For the same reasons that Frank remembers the Trevor Ariza trade and that people pay so much money on Fifth Avenue for things they can buy at home: the Knicks matter more. The Lakers and the Celtics and the Bulls matter. So do the Pistons and the Spurs. But the Knicks matter more. They carry with them New York’s prestige and the soul of the game, two wholly unique qualities. National media, whose satellite and internets arms reach into the corners of Arkansas, recognize this, and so the Knicks remain a story even when they aren't. This may bother people, but it's the truth; if people didn’t care a little more about New York, the Today Show would spend far less time out in Rockefeller Center.

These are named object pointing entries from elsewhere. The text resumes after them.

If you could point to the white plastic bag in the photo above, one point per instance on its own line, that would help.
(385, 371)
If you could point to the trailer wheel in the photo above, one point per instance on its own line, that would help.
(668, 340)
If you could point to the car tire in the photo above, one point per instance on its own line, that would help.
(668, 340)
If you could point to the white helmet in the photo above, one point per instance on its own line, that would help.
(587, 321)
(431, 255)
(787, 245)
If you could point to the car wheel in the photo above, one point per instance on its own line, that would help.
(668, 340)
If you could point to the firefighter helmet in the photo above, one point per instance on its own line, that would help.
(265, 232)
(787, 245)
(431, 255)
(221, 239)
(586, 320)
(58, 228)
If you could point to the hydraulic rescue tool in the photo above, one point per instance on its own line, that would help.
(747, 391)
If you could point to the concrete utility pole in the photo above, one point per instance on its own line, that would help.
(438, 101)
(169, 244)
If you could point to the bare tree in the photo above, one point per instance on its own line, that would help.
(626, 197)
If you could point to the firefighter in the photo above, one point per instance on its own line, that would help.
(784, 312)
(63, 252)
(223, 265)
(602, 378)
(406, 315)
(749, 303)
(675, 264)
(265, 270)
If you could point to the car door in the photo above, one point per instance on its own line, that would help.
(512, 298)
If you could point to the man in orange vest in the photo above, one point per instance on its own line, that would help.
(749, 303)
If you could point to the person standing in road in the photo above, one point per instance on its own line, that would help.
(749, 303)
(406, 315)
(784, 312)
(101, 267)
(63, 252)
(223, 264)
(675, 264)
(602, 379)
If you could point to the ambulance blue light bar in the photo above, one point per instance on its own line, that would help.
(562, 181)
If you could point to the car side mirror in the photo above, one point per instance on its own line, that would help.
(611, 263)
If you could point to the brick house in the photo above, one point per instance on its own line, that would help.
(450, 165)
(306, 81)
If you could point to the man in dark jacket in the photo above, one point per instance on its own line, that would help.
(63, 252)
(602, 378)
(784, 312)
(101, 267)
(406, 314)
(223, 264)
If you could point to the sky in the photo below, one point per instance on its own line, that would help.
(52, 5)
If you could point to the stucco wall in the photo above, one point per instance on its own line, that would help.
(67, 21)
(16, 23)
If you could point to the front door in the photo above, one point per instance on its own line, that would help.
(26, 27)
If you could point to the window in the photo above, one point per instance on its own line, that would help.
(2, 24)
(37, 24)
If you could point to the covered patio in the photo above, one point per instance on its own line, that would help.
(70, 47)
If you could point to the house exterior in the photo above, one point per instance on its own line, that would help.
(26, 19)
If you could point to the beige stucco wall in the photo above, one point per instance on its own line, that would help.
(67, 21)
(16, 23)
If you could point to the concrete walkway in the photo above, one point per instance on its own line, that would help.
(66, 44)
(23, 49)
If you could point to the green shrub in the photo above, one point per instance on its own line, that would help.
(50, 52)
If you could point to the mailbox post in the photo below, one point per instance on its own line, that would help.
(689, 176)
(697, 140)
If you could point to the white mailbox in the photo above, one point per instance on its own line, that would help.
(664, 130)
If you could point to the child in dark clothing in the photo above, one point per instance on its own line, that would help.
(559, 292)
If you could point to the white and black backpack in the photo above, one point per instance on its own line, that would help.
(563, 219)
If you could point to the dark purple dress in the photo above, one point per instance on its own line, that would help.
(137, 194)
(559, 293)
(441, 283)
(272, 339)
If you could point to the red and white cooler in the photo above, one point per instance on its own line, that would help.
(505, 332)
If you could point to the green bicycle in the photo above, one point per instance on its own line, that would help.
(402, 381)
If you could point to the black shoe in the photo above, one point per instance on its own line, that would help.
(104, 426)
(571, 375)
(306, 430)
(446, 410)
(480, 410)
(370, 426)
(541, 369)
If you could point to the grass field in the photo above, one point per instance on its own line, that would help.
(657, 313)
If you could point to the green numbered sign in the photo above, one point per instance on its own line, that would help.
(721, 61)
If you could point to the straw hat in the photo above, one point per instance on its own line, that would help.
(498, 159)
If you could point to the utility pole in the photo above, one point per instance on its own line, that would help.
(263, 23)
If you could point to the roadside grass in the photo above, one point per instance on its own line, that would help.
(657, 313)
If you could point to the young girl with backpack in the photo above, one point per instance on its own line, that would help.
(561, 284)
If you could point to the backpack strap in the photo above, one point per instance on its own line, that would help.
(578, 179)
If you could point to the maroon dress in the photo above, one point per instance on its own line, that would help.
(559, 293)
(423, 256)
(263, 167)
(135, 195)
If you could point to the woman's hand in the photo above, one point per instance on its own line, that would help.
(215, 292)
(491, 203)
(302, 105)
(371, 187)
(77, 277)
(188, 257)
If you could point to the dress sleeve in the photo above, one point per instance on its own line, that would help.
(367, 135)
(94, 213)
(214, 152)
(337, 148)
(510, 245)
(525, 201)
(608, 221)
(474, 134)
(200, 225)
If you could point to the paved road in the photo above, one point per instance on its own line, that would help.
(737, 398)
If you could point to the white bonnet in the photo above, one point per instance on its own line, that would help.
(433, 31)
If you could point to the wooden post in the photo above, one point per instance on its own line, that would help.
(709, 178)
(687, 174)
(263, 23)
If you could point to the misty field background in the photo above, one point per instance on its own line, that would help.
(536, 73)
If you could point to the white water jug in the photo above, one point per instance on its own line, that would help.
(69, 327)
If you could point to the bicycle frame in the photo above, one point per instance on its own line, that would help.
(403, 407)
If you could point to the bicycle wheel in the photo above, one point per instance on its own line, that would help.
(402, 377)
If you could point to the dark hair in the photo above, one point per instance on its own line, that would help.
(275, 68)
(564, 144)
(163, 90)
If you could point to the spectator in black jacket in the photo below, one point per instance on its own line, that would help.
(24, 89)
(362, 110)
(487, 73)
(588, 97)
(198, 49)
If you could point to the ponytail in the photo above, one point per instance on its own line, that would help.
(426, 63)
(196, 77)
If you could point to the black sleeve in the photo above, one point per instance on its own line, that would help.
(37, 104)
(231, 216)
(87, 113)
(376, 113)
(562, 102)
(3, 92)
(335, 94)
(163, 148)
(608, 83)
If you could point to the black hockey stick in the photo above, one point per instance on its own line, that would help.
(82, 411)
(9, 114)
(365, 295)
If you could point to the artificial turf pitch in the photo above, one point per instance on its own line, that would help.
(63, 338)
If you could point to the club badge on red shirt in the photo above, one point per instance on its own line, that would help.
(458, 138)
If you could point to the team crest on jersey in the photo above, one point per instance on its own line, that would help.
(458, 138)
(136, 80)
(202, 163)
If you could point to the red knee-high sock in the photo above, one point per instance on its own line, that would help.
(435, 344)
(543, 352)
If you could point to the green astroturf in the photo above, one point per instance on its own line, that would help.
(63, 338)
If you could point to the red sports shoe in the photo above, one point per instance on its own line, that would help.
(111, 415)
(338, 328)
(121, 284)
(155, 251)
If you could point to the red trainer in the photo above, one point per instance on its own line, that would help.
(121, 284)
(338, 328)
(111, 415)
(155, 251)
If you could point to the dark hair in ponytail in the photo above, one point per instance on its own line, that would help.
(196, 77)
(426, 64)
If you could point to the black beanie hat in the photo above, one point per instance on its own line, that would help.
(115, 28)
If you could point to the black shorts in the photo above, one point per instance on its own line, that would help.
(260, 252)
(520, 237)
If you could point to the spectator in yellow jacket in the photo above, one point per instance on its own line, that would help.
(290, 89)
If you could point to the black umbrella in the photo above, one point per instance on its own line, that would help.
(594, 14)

LeBron is viewed as the man who can stand up to the New York insanity, if not cure it. He is viewed as the man who can restore the Knicks to the position which their city demands. And he is viewed as the man who will reward Frank for his continued attention and encourage it through the next drought. That's why everyone keeps saying it; in some ways it feels right.

Think about all of this and prepare accordingly, because the LeBron gossip is going to stop just as soon as New York stops being old, basketball leaves the City, and he signs anywhere else. Frank will surely keep track of that.